Alcoholics have increased susceptibility to infections including tuberculosis. Chronic alcohol treatment impairs host response to bovine mycobacterium infection from BCG. This study assesses the role of four cytokines (TNFα, IFNγ, IL-4, and IL-10) in this impaired response. Twenty male C57BL/6 mice were pair-fed on the Lieber DiCarli control (LCD) or ethanol (LED) diets for 28 days. The LED treated subjects ate ad lib and consumed a mean of 13 g/kg/d of ethanol. After 14 days, based on body weight, subjects were randomly divided into four treatment groups of five each. Ten infected with 2 × 10 6 colony-forming units (CFU) of BCG by tail-vein. On day 28, the mice were sacrificed. Liver was cultured to determine the mycobacteria CFU/g tissue. Spleens were assayed for the levels of TNFα, IFNγ, IL-4, and IL-10 mRNA relative to mRNA levels for a housekeeping gene using a quantitative reverse transcriptase PCR. Without BCG infection, only the mRNA for IFNγ was increased by LED treatment, 51% ( p = 0.0001). BCG infection significantly increased TNFα, IFNγ, and IL-10 mRNA ( p < 0.0001). IL-4 mRNA decreased ( p = 0.0006). Chronic LED plus BCG infection further increased TNFα ( p = 0.002) and IFNγ ( p = 0.04); IL-10 was unchanged, whereas IL-4 was marginally further decreased ( p = 0.06). CFU/liver increased with LED (mean ± SD, 72 ± 33 × 10 5 vs. 39 ± 17 × 10 5; p = 0.004).

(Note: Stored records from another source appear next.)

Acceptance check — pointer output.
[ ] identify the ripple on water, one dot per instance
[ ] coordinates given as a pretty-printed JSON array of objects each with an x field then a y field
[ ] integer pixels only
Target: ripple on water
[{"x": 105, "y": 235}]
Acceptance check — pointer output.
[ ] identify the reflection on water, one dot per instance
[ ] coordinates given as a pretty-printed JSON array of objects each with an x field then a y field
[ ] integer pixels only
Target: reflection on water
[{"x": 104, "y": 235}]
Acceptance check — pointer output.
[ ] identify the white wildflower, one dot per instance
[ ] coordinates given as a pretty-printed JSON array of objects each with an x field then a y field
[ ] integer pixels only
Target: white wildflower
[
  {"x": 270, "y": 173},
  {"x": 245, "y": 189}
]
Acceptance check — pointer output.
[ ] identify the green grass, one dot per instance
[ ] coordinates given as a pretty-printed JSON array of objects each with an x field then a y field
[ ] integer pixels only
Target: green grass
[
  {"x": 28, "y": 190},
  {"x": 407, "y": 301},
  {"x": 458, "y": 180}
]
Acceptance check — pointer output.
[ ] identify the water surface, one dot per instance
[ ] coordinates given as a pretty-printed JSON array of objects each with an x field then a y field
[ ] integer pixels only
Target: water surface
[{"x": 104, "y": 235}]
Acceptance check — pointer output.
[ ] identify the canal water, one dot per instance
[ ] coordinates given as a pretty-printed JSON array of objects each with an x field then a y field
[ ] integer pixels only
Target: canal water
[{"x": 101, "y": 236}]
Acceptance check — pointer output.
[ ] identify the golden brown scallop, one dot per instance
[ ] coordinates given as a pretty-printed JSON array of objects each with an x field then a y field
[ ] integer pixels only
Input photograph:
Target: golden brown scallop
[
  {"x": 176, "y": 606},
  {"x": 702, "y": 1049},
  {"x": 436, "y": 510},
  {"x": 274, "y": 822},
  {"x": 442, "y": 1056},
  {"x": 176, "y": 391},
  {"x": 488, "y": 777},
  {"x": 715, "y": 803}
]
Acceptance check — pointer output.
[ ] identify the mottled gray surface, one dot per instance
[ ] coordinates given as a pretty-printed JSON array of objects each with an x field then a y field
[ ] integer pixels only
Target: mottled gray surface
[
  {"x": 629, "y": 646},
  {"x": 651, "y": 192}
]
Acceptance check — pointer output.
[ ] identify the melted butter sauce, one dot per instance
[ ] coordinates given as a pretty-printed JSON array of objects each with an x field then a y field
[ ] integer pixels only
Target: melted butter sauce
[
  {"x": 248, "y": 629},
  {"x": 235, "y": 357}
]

A significant direct correlation was observed between CFU and TNFα, r = 0.70, p = 0.03. In conclusion, BCG infection increases TNFα, IFNγ, & IL-10 and decreases IL-4. CFU numbers correlate with mRNA for TNFα, and LED inhibits host containment of BCG infection as measured by liver CFU. This study could not identify cytokine alterations in either Th1- or Th2-type immune responses that might contribute to the impaired host response to the BCG infection.